Sabtu, 28 September 2013

Cerpen sederhana



Hidupku Adalah Hari Ini
Kehidupan memang tak selamanya menyenangkan, terkadang kita harus merasakan akibat dari kebiasaan buruk kita, seperti yang aku alami.
Eka, begitulah orang-orang memanggilku. Aku tinggal bersama kedua orang tua dan seorang adik yang bernama Irul. Kami tinggal di sebuah desa di kota Surabaya. Usiaku baru beranjak 15 tahun, usia yang sangat labil tentunya. Usia 15 tahun itu adalah masa-masa puber. Kata orang-orang, remaja usia ini, sifatnya egois. Begitupun dengan aku, orang tuaku bilang sifatku buruk. Aku pun menyadari bahwa sifatku memang buruk. Jika aku sudah merasa gagal, rasa malas melanda pikiranku.

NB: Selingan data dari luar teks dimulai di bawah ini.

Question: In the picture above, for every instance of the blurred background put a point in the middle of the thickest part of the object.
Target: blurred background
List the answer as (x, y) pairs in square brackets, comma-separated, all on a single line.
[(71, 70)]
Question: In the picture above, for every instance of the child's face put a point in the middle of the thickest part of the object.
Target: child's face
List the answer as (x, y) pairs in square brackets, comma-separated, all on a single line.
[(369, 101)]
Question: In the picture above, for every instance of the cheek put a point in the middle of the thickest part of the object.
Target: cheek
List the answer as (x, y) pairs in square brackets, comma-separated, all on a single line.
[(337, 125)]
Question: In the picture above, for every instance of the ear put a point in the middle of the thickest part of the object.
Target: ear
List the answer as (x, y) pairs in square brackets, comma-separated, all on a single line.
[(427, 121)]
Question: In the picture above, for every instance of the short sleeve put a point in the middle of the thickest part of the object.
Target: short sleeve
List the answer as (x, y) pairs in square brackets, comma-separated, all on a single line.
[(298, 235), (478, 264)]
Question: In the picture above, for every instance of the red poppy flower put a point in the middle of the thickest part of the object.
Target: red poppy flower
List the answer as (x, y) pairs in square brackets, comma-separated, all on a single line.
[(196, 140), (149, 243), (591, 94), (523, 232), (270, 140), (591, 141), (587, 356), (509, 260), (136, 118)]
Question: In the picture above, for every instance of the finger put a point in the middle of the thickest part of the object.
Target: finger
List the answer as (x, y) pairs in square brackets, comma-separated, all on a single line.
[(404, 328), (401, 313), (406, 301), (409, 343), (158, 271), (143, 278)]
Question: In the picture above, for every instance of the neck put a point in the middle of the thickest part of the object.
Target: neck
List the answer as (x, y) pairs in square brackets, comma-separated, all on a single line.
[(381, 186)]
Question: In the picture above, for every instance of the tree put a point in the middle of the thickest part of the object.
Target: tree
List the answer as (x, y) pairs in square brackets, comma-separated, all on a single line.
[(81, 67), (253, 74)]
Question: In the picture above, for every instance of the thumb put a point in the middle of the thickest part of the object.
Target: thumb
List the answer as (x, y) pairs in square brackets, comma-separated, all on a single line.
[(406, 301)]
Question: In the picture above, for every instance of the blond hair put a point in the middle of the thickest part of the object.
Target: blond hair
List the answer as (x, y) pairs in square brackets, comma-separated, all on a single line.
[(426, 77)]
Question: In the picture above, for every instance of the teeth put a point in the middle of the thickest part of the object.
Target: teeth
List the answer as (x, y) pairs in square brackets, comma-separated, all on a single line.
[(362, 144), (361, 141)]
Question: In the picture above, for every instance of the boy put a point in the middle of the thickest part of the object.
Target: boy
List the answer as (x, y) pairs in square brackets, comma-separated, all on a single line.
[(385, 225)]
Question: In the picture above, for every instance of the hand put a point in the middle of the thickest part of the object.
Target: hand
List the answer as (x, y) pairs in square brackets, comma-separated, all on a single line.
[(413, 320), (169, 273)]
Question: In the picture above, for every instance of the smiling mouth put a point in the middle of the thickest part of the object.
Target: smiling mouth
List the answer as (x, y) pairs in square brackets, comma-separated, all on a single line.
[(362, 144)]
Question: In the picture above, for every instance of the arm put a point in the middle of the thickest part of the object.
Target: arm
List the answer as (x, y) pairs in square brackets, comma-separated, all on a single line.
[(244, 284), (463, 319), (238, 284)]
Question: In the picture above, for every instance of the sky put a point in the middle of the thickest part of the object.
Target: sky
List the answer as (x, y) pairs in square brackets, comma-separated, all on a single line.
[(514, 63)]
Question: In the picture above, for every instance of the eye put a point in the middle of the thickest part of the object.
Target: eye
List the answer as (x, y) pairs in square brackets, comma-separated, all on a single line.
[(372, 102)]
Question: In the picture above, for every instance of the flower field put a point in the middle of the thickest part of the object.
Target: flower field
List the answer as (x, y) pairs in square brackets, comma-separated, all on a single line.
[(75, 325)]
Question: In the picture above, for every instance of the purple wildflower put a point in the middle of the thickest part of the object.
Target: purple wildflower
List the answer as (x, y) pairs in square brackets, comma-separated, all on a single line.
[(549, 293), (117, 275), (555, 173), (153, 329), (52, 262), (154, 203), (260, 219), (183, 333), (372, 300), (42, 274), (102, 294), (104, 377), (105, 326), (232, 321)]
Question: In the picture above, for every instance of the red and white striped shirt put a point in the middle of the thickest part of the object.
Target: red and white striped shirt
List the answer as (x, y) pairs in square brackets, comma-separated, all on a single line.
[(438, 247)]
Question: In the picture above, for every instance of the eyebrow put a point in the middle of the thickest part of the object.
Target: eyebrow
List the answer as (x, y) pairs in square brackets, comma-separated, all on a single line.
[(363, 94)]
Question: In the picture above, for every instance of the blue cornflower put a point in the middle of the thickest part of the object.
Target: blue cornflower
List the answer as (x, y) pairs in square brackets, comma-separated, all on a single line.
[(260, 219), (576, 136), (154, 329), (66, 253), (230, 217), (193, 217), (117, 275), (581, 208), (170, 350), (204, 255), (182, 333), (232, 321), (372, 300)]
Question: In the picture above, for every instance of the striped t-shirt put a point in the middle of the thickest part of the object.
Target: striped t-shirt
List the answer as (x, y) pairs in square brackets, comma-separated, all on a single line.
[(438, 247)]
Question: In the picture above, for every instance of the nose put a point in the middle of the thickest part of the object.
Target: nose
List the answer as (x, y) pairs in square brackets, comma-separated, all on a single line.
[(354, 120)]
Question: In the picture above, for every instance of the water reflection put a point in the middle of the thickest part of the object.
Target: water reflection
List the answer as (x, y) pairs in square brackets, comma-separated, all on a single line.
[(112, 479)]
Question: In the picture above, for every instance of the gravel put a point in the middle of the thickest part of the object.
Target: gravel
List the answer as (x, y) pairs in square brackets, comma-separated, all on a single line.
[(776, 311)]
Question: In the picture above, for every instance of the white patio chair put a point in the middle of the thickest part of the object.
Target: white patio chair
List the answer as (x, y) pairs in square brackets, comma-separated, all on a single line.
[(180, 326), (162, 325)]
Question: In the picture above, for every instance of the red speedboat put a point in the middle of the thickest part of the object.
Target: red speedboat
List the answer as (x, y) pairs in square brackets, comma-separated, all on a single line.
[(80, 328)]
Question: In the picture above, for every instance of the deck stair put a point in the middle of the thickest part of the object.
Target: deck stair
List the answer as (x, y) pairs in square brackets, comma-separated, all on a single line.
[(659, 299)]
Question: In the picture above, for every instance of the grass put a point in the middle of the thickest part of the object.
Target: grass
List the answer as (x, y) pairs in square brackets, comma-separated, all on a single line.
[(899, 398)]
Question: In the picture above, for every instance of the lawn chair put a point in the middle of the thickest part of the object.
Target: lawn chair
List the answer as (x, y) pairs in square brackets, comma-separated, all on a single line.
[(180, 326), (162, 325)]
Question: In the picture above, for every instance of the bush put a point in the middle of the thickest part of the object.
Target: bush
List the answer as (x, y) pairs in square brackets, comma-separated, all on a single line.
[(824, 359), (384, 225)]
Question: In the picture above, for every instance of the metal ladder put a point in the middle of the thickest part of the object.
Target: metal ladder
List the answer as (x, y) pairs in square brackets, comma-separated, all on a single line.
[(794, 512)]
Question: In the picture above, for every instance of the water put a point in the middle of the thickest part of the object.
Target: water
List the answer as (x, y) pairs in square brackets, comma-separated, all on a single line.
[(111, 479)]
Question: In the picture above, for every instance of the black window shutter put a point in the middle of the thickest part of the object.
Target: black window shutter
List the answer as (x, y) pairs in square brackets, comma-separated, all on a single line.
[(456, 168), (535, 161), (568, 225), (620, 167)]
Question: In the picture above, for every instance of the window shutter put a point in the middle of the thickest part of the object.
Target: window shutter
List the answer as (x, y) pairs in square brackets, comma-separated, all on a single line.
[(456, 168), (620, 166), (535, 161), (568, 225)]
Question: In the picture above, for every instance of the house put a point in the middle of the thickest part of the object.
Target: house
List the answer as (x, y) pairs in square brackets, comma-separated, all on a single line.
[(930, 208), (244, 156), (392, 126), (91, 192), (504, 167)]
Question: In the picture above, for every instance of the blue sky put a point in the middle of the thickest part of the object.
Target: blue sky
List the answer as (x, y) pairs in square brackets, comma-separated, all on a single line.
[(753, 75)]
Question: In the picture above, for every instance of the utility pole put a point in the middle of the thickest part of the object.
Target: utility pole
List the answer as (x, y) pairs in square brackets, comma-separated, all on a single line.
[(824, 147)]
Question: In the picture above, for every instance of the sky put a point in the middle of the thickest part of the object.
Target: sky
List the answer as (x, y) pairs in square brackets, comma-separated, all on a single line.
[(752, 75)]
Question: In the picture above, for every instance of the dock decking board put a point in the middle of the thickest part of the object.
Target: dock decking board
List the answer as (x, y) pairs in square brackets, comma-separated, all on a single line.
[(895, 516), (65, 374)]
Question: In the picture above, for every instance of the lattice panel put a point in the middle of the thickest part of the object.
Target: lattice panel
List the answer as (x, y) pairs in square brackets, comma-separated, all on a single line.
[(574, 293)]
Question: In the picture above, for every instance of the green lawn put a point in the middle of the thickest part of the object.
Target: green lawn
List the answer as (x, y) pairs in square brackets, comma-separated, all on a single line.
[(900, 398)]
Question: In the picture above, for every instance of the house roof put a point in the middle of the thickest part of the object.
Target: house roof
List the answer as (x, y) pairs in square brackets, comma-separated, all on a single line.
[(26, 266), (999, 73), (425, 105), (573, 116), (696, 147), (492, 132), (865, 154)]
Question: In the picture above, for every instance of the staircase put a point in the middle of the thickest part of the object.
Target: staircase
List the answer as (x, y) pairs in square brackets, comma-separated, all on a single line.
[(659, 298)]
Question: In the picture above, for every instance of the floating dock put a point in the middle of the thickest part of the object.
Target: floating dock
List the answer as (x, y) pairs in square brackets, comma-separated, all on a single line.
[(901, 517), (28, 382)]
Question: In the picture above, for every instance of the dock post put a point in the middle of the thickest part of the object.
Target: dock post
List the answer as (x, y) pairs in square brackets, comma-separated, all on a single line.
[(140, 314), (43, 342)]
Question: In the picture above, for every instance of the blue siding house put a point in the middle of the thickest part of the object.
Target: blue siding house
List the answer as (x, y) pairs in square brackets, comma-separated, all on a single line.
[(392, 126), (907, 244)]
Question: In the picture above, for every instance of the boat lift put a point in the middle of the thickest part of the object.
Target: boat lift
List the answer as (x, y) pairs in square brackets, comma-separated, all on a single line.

Hari-hari ku jalani dengan setulus hati, namun terkadang  masalah kehidupan membuatku malas. Meskipun aku mempunyai sifat pantang menyerah dan terus bersemangat dalam melakukan sesuatu. Namun yang namanya manusia pasti selalu ada kekurangan. Begitulah aku, jika sesuatu yang telah aku impikan dan aku usahakan dengan susah payah tidak tercapai. Aku langsung lemas dan tidak berdaya, aku merasa hidup ini tak adil. Ingin rasanya aku bangkit dan berjuang lagi. Namun semangatku seolah terkalahkan oleh perasaan malasku. Terkadang akal sehatku pulih kembali. Pada saat itulah aku mulai membangun rencana untuk mimpi baruku. Ya begitulah manusia, wataknya suka edan eling.
Pernah suatu hari, aku terdiam dan introspeksi diri. Dalam renunganku, ku tuliskan sebuah kata-kata yang sengaja aku susun untuk menyemangati hidupku. “mimpi itu bagaikan bintang dilangit, maka pandangilah, meskipun bintang berjatuhan namun bintang tak pernah habis bahkan lebih banyak dan lebih terang, begitupun dengan kita, meskipun kita gagal hari ini, tapi marilah kita bersemangat untuk meraihnya lagi, sebelum semuanya hilang.”
Inilah caraku menyemangati hidupku. Aku harus semangat, semangat, dan semangat. Sepertinya semangat saja tidak cukup. Ku rasa ada satu hal yang belum aku pahami. Hatiku selalu bertanya-tanya. Sebenarnya apa salahku? Aku selalu bersemangat untuk mendapatkan semua impianku, tapi mengapa aku tidak merasa nyaman? Rasanya semangat di hati ini semakin sesak. Karena hidupku tetap saja seperti ini. Perubahan yang kudapatkan pun tidak lebih baik, malah lebih buruk. Ya Allah,, mengapa hidupku seperti ini? Dalam hati aku selalu menggerutu. Aku tak mengerti, mengapa semangatku malah berakhir dengan penyesalan?. Seakan waktu-waktuku hanya terbuang sia-sia. Aku bingung, tak berdaya, menyesal, marah, perasaanku menumpuk menjadi satu. Aku lelah, sempat ingin ku menyerah. Tapi semangatku untuk mendapatkan kehidupan yang lebih baik tak pernah padam.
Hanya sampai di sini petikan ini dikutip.